From 614accf3667084f3a5167adc791cc634bdee9a15 Mon Sep 17 00:00:00 2001
From: Iain <iain.mcconnell@gmail.com>
Date: Mon, 7 Dec 2020 10:00:40 -0600
Subject: [PATCH] add enrich document paragraph

---
 docsrc/source/ingest.rst | 9 +++++++++
 1 file changed, 9 insertions(+)

diff --git a/docsrc/source/ingest.rst b/docsrc/source/ingest.rst
index 27673594..56664489 100644
--- a/docsrc/source/ingest.rst
+++ b/docsrc/source/ingest.rst
@@ -61,6 +61,15 @@ Word Embeddings
 We provide the option to train word embeddings on top of the extracted corpuses. We use _FastText to train over the extracted
 corpus at ingestion time. The resulting embeddings are saved to disk.
 
+Context Enrichment
+------------------
+
+If the enrich option is enabled at ingest time, all output parquet files from the Ingest process are enhanced with
+semantic context. For every table or table caption row in those output parquets every mention of the table label for
+that row is detected within all the content (text) from that document.

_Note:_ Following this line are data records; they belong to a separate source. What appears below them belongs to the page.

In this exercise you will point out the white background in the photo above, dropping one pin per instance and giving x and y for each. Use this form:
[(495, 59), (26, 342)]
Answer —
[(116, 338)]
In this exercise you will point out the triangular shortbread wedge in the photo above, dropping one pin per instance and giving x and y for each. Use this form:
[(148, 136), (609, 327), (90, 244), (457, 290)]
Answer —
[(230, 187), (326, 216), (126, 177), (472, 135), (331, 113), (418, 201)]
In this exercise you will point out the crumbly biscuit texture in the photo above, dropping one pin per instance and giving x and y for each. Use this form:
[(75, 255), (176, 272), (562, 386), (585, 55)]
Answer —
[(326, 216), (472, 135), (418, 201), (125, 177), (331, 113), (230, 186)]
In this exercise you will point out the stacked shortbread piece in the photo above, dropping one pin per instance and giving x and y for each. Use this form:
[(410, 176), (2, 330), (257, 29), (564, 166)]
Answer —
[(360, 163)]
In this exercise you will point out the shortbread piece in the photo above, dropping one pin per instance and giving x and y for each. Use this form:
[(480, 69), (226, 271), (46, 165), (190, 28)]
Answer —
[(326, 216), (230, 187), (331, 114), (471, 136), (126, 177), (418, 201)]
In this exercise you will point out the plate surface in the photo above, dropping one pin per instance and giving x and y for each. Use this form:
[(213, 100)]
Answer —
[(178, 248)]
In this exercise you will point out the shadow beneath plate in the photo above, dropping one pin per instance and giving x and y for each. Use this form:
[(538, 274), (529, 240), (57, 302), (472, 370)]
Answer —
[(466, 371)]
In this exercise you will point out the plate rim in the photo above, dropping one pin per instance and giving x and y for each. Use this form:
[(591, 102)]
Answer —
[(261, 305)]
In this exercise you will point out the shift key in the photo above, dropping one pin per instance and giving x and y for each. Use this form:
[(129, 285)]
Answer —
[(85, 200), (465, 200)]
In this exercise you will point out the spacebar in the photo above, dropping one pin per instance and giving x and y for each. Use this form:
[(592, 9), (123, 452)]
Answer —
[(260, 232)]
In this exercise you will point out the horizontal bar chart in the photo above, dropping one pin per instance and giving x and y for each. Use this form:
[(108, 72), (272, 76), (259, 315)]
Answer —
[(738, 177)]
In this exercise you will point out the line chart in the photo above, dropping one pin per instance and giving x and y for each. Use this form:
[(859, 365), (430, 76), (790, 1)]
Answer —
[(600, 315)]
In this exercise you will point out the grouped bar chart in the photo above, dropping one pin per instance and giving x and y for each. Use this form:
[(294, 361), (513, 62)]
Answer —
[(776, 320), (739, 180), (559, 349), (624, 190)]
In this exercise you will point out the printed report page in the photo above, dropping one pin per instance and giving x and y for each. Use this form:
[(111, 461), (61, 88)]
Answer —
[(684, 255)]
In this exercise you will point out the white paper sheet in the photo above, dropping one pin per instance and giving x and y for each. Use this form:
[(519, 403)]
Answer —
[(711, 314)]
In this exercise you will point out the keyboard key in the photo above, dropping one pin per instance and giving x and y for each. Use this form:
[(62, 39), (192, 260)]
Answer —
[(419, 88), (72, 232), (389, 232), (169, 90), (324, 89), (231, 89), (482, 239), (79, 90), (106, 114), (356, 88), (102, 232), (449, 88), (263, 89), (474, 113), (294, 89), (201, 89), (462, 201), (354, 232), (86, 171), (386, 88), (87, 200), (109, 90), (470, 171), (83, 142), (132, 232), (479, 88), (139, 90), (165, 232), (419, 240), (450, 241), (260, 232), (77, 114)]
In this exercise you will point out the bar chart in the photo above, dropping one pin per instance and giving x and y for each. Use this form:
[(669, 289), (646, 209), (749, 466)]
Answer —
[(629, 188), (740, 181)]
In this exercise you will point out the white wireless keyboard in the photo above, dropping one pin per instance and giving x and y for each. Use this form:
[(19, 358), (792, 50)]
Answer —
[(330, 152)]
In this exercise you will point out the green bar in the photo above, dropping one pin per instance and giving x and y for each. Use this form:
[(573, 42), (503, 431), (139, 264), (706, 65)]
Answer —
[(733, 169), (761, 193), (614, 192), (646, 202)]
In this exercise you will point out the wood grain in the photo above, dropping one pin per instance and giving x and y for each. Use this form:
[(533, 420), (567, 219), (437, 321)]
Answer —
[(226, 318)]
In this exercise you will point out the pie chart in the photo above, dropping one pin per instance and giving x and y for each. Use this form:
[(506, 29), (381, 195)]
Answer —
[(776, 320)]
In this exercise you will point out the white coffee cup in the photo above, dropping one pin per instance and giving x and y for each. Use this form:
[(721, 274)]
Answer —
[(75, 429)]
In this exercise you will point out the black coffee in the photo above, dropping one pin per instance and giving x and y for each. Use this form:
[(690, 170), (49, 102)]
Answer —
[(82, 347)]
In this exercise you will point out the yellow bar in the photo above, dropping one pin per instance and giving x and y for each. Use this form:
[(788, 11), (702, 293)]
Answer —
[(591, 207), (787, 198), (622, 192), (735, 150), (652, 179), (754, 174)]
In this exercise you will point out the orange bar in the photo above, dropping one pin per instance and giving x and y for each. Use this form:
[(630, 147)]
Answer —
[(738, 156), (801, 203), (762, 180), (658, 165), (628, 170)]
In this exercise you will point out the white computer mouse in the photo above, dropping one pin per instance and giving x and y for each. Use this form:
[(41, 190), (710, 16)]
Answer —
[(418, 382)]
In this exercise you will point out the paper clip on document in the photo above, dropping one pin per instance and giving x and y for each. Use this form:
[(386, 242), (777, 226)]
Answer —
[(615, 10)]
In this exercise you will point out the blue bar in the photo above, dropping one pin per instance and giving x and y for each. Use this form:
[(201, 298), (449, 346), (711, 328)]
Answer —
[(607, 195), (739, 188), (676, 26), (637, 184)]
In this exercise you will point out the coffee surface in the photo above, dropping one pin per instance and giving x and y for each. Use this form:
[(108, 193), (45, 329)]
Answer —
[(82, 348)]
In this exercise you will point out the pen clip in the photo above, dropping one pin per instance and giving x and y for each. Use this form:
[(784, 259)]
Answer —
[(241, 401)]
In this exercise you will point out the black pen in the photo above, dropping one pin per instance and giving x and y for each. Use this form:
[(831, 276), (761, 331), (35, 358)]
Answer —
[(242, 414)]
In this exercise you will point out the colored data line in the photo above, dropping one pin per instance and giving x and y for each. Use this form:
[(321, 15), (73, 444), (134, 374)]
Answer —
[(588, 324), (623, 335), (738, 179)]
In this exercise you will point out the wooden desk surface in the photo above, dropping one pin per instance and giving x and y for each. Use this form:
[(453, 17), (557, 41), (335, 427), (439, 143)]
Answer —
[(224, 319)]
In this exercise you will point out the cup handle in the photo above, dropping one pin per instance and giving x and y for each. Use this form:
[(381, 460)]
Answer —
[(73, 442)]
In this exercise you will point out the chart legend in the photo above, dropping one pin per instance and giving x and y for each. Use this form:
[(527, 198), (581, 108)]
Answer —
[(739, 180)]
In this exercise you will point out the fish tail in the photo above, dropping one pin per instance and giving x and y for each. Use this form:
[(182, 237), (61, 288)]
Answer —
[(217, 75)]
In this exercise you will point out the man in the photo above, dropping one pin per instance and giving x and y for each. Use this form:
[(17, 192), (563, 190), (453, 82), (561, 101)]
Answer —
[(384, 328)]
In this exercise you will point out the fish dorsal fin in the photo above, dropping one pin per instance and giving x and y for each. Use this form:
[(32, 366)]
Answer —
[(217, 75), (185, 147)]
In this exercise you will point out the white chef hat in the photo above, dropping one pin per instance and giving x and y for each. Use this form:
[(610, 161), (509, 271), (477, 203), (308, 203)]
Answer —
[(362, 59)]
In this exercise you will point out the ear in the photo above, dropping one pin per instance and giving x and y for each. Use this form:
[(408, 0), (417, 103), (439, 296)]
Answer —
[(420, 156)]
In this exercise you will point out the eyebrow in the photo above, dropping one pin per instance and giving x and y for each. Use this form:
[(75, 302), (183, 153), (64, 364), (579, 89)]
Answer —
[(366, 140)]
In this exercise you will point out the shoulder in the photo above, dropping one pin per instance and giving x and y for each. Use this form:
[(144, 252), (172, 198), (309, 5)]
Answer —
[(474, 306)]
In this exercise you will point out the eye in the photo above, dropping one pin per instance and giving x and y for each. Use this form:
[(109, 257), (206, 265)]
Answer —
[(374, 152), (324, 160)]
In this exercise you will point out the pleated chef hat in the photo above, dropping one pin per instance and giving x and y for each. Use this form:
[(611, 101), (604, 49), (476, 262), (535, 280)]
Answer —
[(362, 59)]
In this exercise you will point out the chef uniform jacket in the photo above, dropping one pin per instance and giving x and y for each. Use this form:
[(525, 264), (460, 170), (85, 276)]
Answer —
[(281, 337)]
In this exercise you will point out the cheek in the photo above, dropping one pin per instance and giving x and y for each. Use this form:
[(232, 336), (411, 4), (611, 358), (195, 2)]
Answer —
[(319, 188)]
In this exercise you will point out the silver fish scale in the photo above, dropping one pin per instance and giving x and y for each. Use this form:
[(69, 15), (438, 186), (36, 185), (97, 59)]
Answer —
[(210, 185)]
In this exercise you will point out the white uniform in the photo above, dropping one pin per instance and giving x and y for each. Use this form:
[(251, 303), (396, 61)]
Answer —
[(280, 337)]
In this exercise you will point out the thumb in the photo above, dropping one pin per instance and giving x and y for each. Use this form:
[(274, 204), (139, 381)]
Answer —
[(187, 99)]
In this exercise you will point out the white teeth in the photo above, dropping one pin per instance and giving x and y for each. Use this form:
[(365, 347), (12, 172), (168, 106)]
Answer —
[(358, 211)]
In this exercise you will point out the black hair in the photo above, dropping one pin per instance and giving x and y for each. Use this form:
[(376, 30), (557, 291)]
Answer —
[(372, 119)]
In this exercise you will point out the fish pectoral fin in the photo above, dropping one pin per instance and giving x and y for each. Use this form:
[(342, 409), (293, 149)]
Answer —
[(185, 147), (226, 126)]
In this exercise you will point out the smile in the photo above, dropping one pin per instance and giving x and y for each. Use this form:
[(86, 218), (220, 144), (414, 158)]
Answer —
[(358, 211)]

That context is then appended to the output
+parquets as a duplicate of the original table or table caption row with the original content replaced by all the available
+context text. Searches on context-enriched data that include relevant context should return the tables themselves.
+
 
 .. _preprint: https://arxiv.org/abs/1910.12462
 .. _PDFMiner.six: https://github.com/pdfminer/pdfminer.six